I'm an educator, researcher, and writer, working towards a PhD in history at the University of Massachusetts-Amherst. I focus in modern American and Italian history with specific interests in the Anglo-American invasion and occupation of Iraq and the social and cultural history of the Italian south. I have an MA linguistics as well as focused training in oral history and public history. I'm a recipient of the Fulbright "Con il sud" grant, which I am currently using to document the dialect spoken in Grumento Nova, Italy. Over all I'm interested in using digital tools to create resources for the public.
The Sacking of Fallujah
I'm the main author of The Sacking of Fallujah: A People's History (UMass Press, 2019). This book is the first comprehensive study of the three recent sieges of this city, including those by the United States in 2004 and the Iraqi-led operation to defeat ISIS in 2016. Unlike dominant military accounts that focus on American soldiers and U.S. leaders and perpetuate the myth that the United States “liberated” the city, this book argues that Fallujah was destroyed by coalition forces, leaving public health crises, political destabilization, and mass civilian casualties in their wake. This meticulously researched account cuts through the propaganda to uncover the lived experiences of Fallujans under siege and occupation, and contextualizes these events within a broader history of U.S. policy in the Middle East.Click Here
I'm the Head Archivist and a cofounder of Archive Iraq, an open access, digital collection of primary and secondary source materials of Iraqi history for any and all who care to learn. We at Archive Iraq are an international, multilingual network of scholars who strive to create, recover, and maintain collective memory, fill gaps in cultural and historical records, and create open access educational materials that offer an inclusive, holistic, and corrective account that lends itself to community efforts for accountability and justice.This project is forthcoming and will be released on the 20th anniversary of the Anglo-American invasion of 2003.

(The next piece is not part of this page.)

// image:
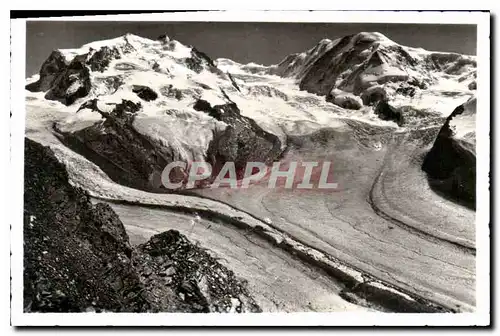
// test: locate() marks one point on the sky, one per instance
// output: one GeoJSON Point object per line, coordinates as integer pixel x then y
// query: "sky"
{"type": "Point", "coordinates": [243, 42]}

With the support of the Fulbright "Con il sud" grant, I'm currently documenting the dialect spoken in the Italian village of Grumento Nova (called Saponarese( and building a website to house my data and create resources for the community. This project combines methods from oral history, langauge documentation, historical sociolinguistics, social history, and digital history. Approaching this project from a public history perspective, I'm developing UI (user interface) tools to create a website that serves multiple publics, namely the community of Grumento Nova and professional linguists.
Preview coming soon.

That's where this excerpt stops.